[This article was first published on asdfree by anthony damico, and kindly contributed to R-bloggers]. (You can report issue about the content on this page here)
Want to share your content on R-bloggers? click here if you have a blog, or here if you don't.
plenty of nationwide surveys collect information at the household-level, only the american housing survey (ahs) focuses on the physical structure rather than the inhabitants. when asked to pick their favorite public-use file, urban planners, realty researchers, even data-driven squatters choose this one. in action since (and with available microdata dating back to) 1973, the united states department of housing and urban development (hud) contracts with our census bureau to collect information about a panel of both nationally- and metropolitan area-representative homes so that scientists (like you) can boldly answer questions about america’s residential housing supply.Want to share your content on R-bloggers? click here if you have a blog, or here if you don't.

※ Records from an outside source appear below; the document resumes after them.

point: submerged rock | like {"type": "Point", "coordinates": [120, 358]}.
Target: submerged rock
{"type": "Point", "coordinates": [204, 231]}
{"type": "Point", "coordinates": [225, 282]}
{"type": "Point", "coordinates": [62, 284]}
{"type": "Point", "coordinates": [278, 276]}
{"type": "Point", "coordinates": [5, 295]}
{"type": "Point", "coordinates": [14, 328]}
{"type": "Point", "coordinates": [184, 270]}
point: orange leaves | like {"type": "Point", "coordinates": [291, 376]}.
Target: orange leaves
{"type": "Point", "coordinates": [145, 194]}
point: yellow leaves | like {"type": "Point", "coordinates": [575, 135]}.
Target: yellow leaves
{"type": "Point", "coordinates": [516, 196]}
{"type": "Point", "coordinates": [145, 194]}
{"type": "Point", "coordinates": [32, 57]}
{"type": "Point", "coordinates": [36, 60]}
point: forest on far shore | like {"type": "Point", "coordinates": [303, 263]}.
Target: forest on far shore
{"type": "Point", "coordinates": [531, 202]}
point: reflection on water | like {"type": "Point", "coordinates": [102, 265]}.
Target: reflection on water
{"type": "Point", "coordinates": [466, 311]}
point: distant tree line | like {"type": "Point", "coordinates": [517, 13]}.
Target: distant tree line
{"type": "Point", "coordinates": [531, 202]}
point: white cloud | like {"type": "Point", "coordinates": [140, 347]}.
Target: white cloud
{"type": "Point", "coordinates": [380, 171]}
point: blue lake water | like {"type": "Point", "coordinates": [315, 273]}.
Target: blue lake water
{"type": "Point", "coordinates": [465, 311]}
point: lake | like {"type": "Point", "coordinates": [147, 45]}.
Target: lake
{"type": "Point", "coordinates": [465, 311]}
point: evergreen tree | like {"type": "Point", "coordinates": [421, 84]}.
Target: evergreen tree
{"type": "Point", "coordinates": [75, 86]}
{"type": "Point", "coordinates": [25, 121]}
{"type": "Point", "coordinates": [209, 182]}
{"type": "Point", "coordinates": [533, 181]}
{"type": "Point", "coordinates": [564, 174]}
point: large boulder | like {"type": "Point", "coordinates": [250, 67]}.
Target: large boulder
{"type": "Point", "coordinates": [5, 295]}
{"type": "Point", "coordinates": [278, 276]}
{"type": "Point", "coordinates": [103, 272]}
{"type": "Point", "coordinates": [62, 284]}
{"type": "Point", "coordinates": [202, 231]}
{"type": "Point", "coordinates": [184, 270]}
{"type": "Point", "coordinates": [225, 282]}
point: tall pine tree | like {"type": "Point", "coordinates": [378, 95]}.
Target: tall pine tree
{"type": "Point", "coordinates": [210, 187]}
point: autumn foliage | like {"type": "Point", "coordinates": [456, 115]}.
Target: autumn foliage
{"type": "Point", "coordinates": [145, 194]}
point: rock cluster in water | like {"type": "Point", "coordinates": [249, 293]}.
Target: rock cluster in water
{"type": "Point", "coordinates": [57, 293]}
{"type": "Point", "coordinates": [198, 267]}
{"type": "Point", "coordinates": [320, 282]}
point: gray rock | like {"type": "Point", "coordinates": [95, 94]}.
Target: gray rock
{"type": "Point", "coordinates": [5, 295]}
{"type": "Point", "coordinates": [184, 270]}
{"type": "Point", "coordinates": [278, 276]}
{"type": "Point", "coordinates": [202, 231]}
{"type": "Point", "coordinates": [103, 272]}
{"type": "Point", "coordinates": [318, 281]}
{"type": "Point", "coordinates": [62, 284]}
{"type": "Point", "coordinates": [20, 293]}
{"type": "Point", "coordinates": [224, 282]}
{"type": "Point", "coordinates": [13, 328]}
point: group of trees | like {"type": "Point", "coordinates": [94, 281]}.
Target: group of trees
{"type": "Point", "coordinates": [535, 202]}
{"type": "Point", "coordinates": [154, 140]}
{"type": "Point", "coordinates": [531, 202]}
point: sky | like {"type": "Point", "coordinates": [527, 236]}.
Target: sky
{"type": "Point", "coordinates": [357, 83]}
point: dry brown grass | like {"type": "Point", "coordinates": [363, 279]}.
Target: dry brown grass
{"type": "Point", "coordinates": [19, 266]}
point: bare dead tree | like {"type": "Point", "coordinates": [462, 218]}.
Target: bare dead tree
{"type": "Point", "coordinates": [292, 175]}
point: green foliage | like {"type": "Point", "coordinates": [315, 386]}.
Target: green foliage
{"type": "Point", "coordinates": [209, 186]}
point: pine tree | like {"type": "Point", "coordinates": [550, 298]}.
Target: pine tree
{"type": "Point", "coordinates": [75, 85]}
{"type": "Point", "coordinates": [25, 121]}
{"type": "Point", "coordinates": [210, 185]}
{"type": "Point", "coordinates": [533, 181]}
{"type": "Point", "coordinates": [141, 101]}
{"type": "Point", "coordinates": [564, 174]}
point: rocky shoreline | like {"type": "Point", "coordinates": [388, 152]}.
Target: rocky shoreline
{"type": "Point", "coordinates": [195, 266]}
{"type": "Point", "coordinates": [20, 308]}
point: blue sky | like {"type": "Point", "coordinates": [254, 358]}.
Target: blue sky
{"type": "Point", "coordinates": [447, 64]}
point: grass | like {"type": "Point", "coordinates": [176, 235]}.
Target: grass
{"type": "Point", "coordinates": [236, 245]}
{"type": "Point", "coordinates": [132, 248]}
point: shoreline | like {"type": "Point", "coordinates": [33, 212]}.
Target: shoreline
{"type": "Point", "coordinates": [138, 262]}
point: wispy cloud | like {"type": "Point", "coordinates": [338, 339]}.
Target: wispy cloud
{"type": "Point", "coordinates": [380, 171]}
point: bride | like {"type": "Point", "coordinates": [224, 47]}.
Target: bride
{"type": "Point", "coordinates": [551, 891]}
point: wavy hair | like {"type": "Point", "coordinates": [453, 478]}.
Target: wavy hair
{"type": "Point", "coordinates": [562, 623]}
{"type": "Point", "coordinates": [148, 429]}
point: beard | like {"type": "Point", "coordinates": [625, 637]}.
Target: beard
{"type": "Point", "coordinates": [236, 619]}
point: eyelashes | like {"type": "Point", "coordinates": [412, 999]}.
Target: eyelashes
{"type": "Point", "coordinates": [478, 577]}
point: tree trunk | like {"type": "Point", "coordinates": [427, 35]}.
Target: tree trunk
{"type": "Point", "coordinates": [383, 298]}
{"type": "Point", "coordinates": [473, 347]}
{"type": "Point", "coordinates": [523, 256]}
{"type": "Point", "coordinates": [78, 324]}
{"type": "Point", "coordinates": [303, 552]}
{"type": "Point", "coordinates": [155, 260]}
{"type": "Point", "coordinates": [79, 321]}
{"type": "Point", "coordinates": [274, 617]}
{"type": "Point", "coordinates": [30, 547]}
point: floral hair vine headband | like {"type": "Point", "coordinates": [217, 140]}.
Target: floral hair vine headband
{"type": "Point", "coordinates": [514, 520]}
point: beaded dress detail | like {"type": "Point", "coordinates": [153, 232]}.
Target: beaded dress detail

from 1973 until 1996, the survey administrators mushed all of the content from this survey into a single one-record-per-housing-unit consolidated table that they call a “flat file” – simple. beginning in 1997, you have access to much more detailed information. if you feel confused rather than empowered, walk through the various 2011 files with me. background first: the `control` column in the microdata is just the unique identifier for the household. in the 2011 release, it’s appropriate to think of `tnewhouse` and `trepwgt` as the main files – those are the only files that have weights. there are no person-level weights in this microdata. you can make statements like, “the average american housing unit has x bathrooms” but not, “the average american lives in a household with x bathrooms.” you cannot make a statement about average american anythings without sampling weights. catch my drift? alright, here’s my description of each file using this structure:
- tablename (number of records in 2011) [unique `control` numbers in 2011] – structure. notes/description.
files, structures, descriptions of individual tables in the 2011 ahs public use file:
- tnewhouse (186,448) [186,448] – one record per household. household characteristics. the main file.
- trepwgt (186,448) [186,448] – one record per household. weight file. needs to be merged onto the main file.
- towner (60,572) [60,572] – one record per owner of rented unit. not all homes have an outside owner, but the ones that do will merge onto `tnewhouse` by `control` one-to-one
- thomimp (147,329) [50,532] – one record per home improvement. to uniquely identify each home-improvement use `control` plus `ras` some homes have multiple home-improvements, others have none.
- tmortg (56,507) [56,507] – one record per mortgage. not all homes have a mortgage (renters never do), but the ones that do will merge onto `tnewhouse` by `control` one-to-one
- tperson (339,453) [134,918] – one record per person. to uniquely identify each person use `control` plus `pline` some homes have multiple persons, others have none.
- tratiov (8,166) [8,166] – one record per household. verification that the renter pays x amount when their reported income makes it seem implausible.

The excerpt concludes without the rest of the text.